This lines of code extracts all tables from page 667-795 from a pdf and saves them into an array full of tables.这行代码从 pdf 中提取第 667-795 页的所有表格,并将它们保存到一个充满表格的数组中。

tablesSys = cam.read_pdf("840Dsl_sysvar_lists_man_0122_de-DE_wichtig.pdf",
                         pages = "667-795", 
                         process_threads = 100000, 
                         line_scale = 100, 
                         strip_text ='.\n'
                        ) 

tablesSys = np.array(tablesSys)

The array looks like this.数组看起来像这样。

在此处输入图像描述

Later I have to use this array multiple times.后来我不得不多次使用这个数组。

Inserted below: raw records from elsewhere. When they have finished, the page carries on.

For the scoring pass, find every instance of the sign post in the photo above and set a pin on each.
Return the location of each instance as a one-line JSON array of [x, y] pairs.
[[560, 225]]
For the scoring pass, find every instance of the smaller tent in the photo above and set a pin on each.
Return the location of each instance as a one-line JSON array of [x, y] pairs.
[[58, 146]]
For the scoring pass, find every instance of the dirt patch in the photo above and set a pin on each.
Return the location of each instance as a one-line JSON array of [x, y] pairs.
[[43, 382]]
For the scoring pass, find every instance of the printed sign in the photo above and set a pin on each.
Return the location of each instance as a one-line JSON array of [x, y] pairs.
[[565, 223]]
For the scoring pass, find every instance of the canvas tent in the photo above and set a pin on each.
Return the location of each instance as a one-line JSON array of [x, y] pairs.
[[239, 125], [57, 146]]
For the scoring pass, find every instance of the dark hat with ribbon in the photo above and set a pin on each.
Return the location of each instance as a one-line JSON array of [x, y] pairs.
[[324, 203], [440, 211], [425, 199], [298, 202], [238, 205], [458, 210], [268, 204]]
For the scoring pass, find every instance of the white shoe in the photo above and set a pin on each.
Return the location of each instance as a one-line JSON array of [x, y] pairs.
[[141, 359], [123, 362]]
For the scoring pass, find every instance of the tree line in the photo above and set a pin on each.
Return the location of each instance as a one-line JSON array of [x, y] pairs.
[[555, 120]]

Now I work with jupyter lab and whenever my kernel gets offline or I start working again after hours or when I restart the kernel etc. I have to call up this line of code to get my tablesSys.现在我使用 jupyter lab 工作,每当我的 kernel 下线或者下班后我再次开始工作,或者当我重新启动 kernel 等时。我必须调用这行代码来获取我的 tableSys。 Which takes more then 11 minutes to load.加载时间超过 11 分钟。

Since the pdf doesn't change at all, I think that I could find a way to only load the code once and save the array somehow.由于 pdf 根本没有改变,我想我可以找到一种方法来只加载一次代码并以某种方式保存数组。 So in the furture I can use the array without loading the code.所以以后我可以在不加载代码的情况下使用数组。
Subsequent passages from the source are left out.